Overturning capitalist rule in the West is still largely a theoretical proposition. That is not to discount the many positive efforts which currently exist, only to say that a "popular front" and focused praxis is still a long ways off. Not so in Latin America, where movements across the continent are engaged at this very moment in a life or death struggle with Right-Wing forces. While the worlds ( and much of the Lefts) attention is focused on the Middle East or Eastern Europe, the battle over control of resources and the distribution of power and wealth in the other America is entering a crucially decisive stage.
The most fascinating aspect of this struggle is it's historic confluence with the democratic revolution as it takes place not on the old field of armed insurrection but in the new territory of majority building through a mostly indigenous and working- poor based awakening. This is not to say violence is not present (especially in relation to reactionary forces), but only that political models are mostly liberal and have converged with social or collective-based economic models. This reality springs from both the failure of neo-liberal capitalist policies and the concrete demonstration by China of the lie that democracy "necessarily" follows capitalism. ( witness Americas heightened, nervous efforts recently to perpetuate the myth) The Right is very familiar, large landholders of mostly European descent using their political power and wealth to maintain an unjust and often barbaric system of priviledge over the indigenous and mestizo majority. The petite bourgeois and new urban rich hope to moderate and social-democratize the process (maintaining markets and current property relations) but they understand that the power of this democratic wave is immense.

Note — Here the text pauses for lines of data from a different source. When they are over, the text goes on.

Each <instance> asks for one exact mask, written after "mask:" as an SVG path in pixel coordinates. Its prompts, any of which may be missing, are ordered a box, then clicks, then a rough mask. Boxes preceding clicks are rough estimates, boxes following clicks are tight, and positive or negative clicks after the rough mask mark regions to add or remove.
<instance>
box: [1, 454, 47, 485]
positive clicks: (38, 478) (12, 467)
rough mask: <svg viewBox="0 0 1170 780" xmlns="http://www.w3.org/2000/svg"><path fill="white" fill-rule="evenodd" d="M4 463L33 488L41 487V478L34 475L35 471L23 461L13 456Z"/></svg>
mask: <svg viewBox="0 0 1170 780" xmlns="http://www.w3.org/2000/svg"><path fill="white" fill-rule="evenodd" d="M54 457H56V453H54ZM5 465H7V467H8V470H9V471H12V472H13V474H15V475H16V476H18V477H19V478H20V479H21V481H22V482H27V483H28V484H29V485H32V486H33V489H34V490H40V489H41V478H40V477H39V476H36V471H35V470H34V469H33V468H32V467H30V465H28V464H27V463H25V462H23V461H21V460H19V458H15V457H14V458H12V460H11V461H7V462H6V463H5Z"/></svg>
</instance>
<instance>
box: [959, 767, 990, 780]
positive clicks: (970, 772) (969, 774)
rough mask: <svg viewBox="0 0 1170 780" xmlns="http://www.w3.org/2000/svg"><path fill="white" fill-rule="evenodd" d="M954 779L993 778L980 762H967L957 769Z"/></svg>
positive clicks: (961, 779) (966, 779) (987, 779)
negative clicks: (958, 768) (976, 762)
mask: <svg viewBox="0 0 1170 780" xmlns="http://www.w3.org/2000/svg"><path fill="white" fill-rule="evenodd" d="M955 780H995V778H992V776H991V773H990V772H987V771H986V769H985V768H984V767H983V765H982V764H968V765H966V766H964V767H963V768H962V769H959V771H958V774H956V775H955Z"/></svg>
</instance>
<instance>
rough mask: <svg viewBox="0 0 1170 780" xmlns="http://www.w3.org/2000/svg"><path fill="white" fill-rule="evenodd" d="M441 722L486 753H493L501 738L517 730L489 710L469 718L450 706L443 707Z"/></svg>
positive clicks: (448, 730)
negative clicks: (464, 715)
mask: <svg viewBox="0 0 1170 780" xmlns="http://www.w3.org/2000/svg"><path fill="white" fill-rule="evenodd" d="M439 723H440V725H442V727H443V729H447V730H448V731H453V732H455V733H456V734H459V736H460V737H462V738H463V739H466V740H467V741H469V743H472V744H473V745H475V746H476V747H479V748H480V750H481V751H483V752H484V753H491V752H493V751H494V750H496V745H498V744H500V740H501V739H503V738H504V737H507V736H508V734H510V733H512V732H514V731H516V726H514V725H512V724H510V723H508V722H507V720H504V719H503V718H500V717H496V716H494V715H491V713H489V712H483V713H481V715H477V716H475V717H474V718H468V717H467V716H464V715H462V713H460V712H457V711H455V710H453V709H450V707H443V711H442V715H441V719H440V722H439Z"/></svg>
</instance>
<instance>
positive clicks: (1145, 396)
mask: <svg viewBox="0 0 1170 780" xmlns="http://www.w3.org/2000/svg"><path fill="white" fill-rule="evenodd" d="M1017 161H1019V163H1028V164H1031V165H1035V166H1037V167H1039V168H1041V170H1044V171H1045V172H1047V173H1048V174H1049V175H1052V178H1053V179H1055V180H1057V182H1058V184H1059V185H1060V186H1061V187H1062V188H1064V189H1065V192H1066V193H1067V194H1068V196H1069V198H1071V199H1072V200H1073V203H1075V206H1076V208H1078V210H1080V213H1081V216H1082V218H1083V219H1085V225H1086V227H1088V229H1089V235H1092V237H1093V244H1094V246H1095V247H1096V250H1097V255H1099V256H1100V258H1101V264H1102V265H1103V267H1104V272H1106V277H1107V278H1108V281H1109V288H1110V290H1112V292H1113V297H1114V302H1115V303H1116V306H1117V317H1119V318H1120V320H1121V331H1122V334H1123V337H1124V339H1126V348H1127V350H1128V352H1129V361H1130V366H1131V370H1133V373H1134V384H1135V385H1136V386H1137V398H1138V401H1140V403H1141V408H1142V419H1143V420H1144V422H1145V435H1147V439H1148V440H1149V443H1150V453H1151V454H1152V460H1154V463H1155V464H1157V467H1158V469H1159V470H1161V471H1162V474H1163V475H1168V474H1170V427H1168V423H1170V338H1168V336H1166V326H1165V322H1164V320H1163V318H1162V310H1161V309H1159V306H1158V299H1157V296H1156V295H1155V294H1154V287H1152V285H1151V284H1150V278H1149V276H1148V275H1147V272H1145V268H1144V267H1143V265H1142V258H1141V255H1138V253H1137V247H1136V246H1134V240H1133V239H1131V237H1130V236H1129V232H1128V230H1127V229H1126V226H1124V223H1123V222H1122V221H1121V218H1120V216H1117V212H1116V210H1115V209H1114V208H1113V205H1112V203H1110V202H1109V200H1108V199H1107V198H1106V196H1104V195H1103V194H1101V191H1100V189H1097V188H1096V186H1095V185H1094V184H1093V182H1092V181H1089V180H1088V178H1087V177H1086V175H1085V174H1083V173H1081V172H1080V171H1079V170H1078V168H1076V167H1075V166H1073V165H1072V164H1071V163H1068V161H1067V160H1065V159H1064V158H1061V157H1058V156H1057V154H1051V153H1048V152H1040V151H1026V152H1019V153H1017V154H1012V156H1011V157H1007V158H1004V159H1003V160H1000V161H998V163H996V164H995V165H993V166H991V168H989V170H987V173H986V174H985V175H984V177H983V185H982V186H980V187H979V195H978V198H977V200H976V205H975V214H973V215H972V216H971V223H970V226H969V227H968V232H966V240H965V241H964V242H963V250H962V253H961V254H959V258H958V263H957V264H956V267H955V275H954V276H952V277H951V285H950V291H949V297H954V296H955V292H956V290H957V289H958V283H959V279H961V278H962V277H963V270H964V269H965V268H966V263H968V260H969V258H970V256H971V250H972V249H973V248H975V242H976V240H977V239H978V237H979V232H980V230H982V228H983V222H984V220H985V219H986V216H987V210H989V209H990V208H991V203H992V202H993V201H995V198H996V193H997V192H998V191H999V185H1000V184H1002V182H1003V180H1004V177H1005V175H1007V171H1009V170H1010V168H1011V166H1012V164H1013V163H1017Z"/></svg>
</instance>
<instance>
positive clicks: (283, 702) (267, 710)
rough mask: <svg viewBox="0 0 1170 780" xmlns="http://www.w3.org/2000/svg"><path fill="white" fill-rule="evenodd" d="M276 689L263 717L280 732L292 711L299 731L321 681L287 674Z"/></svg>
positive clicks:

The Western media which served as cheerleaders for the "rainbow revolutions" of the old soviet republics purposefully ignores the explosion of bottom-up democracy in countries such as Venezuela, Bolivia, Peru, Paraguay, Ecuador and to a lesser extent Chile, Uruguay and Argentina. Peoples movements are on the march in much of Cental America and Mexico but they go largely unreported. Would you know from reading the NY Times that Lopez Obrador and the National Movement in Defense of Oil are organizing an unauthorized plebiscite on privitizing oil production? Or that Peruvian Pres. Alan Garcia's approval rating is in "free fall" (less than 20%) after signing a free trade deal with US? Do our candidates for President understand the nature of these movements so close to our own border? Their statements would suggest not. Mc Cain just blinks and mumbles while Obama gives a hard edged speech in Miami where he panderingly called Chavez a "demagogue" who "does not govern democratically" and runs an "authoritarian government". As opposed to the friendly relations he hopes to keep with Colombias Uribe : "We'll work with the government to end the reign of terror from right-wing paramilitaries." Either he does not know the connection between the government and the death squads or he is ignoring them, either way it is inexcusable. It is mostly Clintonesque boilerplate about "development aid" and "drug security" yet liberals ,such as Laura Carlson of Foreign Policy in Focus continue to "believe" in change. When she states that "nobody really believes that campaign rhetoric is the same as applied policy" she without irony points out the hollow nature of US style "democracy".
A real dilemna for supposed revolutionaries (such as myself), sitting here in safety, is how can I simply be a spectator, a commentator, while this decisive struggle takes place so near to my home? Like those who went to Spain in 1936 or to Algeria or Cuba or Nicaragua, real solidarity would be demonstrated by showing up in person.